How is the procedure done?

The actual seed implant is done on an outpatient basis under anesthesia. The surgery center tells the patient when to arrive, which is typically two hours in advance of the procedure. The seed implants takes 1-2 hours. Patients are in the recovery room for several hours after the procedure, following which they are discharged to home. Anywhere from 50-200 seeds may be placed at the time of the seed implant.

The seeds are implanted using needles that are placed through the perineum (this is the area in back of the scrotum and in front of the anus).
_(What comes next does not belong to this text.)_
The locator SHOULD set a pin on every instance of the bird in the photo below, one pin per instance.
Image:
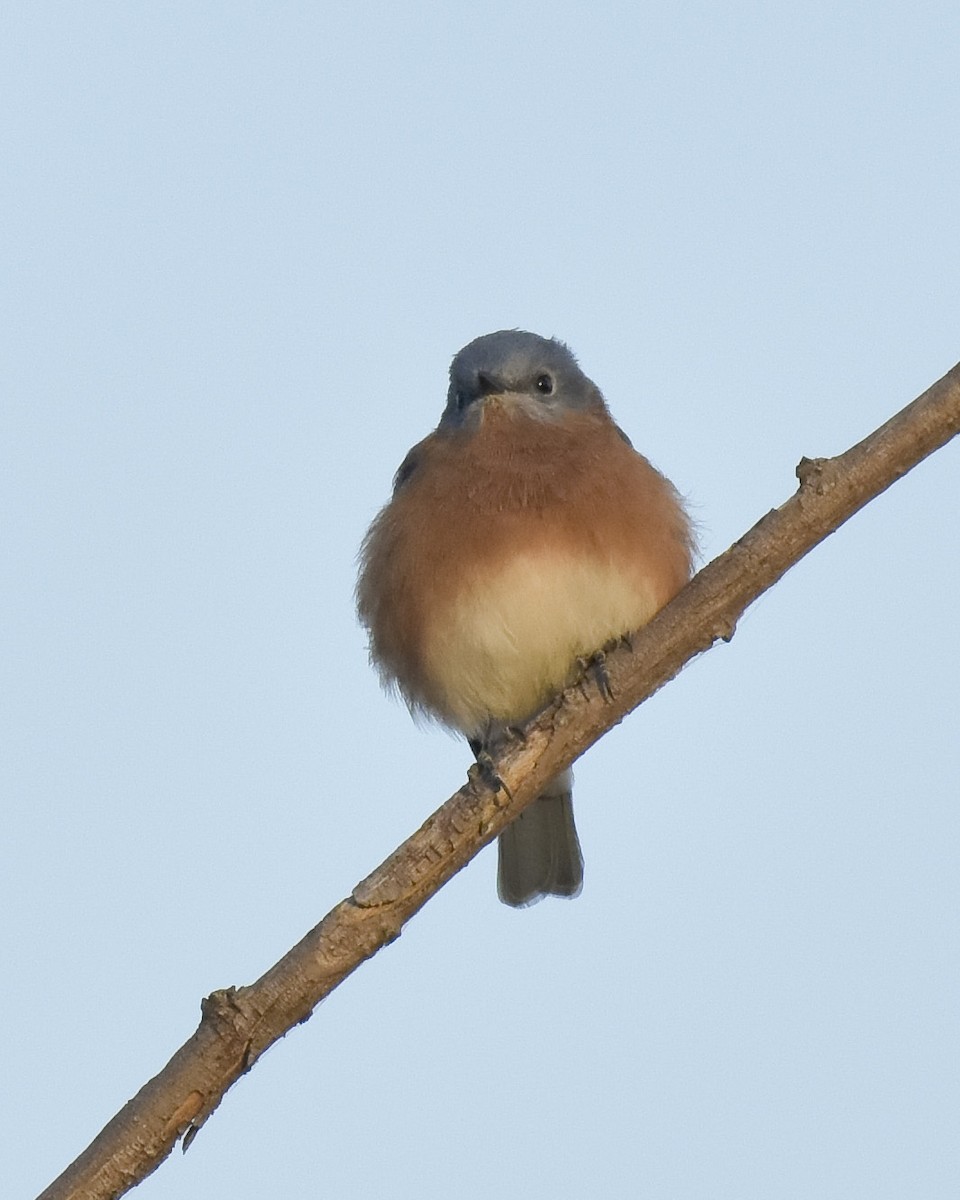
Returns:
(523, 534)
An ultrasound probe is present in the rectum to guide proper needle placement and seed distribution. Seed types commonly used are Iodine 125 and Palladium 103. The choice of seed type is determined on an individual basis.
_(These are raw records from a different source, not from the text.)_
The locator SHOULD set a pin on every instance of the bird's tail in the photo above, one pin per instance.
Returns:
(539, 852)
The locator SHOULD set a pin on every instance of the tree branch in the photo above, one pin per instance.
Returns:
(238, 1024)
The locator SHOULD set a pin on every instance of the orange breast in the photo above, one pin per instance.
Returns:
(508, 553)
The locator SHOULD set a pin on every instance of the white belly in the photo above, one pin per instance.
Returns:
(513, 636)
What happens after the procedure?

After the procedure, patients are allowed to resume their normal activity within the first week. It is normal to see blood in the urine or in the bowels on an intermittent basis for the first several weeks. A follow-up CT scan is done at approximately one month postoperatively. This CT scan, arranged by the radiation oncologist, allows final evaluation of the radiation dose distribution.

What are the hazards of treatment?

Long-term complications associated with the procedure include erectile dysfunction, urinary frequency and urgency, and bowel irritability. Men often retain their ability to have erection at first. However, over ensuing years, as many as 3⁄4 of men lose their erection. Most men notice an increase in frequency and urgency of urination for the first several months after their procedure. Symptoms may persist over time in approximately 10-20% of men. Loose bowel movements and increased frequency of bowel movements may occur during the first several months after treatment. Bowel symptoms, including urgency of bowel movements, may persist in 10-20% of men.